PROJECT SUMMARY Serine is an essential nutrient for tumor growth, and there is significant interest in starving cancer cells of serine for cancer therapy. For example, we have recently found that luminal/ER+ breast tumors, which account for approximately half of all breast cancer fatalities, are unable synthesize serine de novo (i.e., they are auxotrophic for serine) and are therefore particularly vulnerable to serine deprivation. Dietary serine starvation is currently the only method of reducing serine availability in vivo, but this approach will be difficult to implement in humans due to the extreme dietary modifications it requires. Furthermore, dietary serine starvation can only reduce circulating serine levels by 50%, which may not be sufficient to inhibit the growth of many tumors. Therapeutic enzymes are an alternative method of manipulating nutrient levels in vivo that have proven to be effective treatments for cancer and other diseases. We hypothesized that a therapeutic serine degrading enzyme might be a more effective method of achieving in vivo serine starvation for cancer therapy. To test this hypothesis, we have developed a novel therapeutic serine degrading enzyme, engineered human serine dehydratase (eSDH), that is capable of reducing circulating serine levels by greater than 90% in mice without the need for any dietary changes. Our preliminary data suggests that prolonged serine depletion with eSDH is well-tolerated by mice and capable of inhibiting tumor growth in multiple mouse models. The overarching goals of this proposal are to optimize eSDH to generate an enzyme that is suitable for subsequent clinical development and to evaluate it as a potential cancer therapeutic in pre-clinical models. To achieve these goals, we propose experiments that will 1) engineer a more selective and stable optimized eSDH enzyme with enhanced pharmacological properties 2) assess the physiological impact and potential side- effects of enzymatic serine depletion, 3) evaluate the efficacy of eSDH against tumors that are auxotrophic for serine, and 4) further investigate our preliminary finding that eSDH treatment induces anti-tumor immunity. A targeted therapeutic approach for serine auxotrophic tumors that also induces anti-tumor immunity could provide an effective treatment modality for patients with luminal breast cancer and other malignancies.

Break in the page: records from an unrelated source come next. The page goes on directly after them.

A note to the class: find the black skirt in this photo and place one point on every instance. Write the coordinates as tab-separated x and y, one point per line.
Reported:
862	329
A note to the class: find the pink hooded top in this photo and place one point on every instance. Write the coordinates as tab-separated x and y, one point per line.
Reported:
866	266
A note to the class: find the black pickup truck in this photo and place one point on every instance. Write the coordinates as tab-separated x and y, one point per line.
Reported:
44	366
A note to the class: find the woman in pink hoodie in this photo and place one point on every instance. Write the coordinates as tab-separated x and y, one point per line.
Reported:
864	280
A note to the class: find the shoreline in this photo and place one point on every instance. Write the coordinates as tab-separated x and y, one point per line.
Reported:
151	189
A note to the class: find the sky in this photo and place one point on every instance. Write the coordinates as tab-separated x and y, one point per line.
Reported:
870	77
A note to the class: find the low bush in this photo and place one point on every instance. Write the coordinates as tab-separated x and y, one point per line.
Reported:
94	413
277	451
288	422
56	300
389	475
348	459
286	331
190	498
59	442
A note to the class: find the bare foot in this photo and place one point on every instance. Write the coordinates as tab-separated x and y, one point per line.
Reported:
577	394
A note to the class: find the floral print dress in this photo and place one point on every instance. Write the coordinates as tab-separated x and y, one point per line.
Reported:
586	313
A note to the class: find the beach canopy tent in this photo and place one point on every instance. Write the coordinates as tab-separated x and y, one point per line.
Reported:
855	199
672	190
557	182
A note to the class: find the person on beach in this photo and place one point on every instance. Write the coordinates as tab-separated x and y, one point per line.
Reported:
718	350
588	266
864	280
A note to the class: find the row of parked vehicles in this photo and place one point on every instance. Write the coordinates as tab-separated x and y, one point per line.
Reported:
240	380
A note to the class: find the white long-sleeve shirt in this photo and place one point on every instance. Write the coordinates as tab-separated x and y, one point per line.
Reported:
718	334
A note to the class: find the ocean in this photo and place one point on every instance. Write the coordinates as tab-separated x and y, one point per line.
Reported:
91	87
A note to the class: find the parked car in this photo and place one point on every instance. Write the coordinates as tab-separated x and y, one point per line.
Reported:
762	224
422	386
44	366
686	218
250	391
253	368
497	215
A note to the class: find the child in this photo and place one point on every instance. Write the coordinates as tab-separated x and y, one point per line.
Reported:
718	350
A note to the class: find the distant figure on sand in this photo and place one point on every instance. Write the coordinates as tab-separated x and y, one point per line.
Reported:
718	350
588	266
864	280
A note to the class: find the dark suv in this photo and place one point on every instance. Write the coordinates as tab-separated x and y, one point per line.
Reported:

项目摘要 丝氨酸是肿瘤生长的必不可少的营养素，并且对饥饿的癌细胞具有重大兴趣 丝氨酸癌症治疗。例如，我们最近发现Luminal/ER+乳腺肿瘤， 占所有乳腺癌死亡的大约一半，无法合成丝氨酸从头（即，它们 是丝氨酸的可营养性），因此特别容易受到丝网剥夺的影响。饮食丝氨酸 饥饿是当前降低体内丝氨酸可用性的唯一方法，但是这种方法很难 由于需要进行极端的饮食改造，在人类中实施。此外，饮食丝氨酸 饥饿只能将循环丝氨酸水平降低50％，这可能不足以抑制 许多肿瘤。治疗酶是在体内操纵营养水平的另一种方法 事实证明，这是对癌症和其他疾病的有效治疗方法。我们假设一种治疗性 丝氨酸降解酶可能是实现癌症体内丝氨酸饥饿的一种更有效的方法 治疗。为了检验这一假设，我们开发了一种新型的治疗性丝氨酸降解酶，设计了 人丝氨酸脱水酶（ESDH），能够使循环丝氨酸水平降低超过90％ 小鼠无需任何饮食变化。我们的初步数据表明长时间的丝氨酸耗竭 用ESDH通过小鼠耐受耐受性，能够抑制多种小鼠模型中的肿瘤生长。这 该提案的总体目标是优化ESDH，以生成适合的酶 随后的临床发展，并将其评估为临床前模型中潜在的癌症治疗。到 实现这些目标，我们提出了实验，以1）设计更具选择性和稳定的优化ESDH 具有增强药理特性的酶2）评估生理影响和潜在的侧面 - 酶丝氨酸耗竭的作用，3）评估ESDH对肿瘤的疗效 丝氨酸和4）进一步研究了我们的初步发现，即ESDH治疗诱导抗肿瘤免疫。一个 丝氨酸的伴有丝氨酸营养性肿瘤的靶向治疗方法也可以诱导抗肿瘤免疫力 为腔内乳腺癌和其他恶性肿瘤患者提供有效的治疗方式。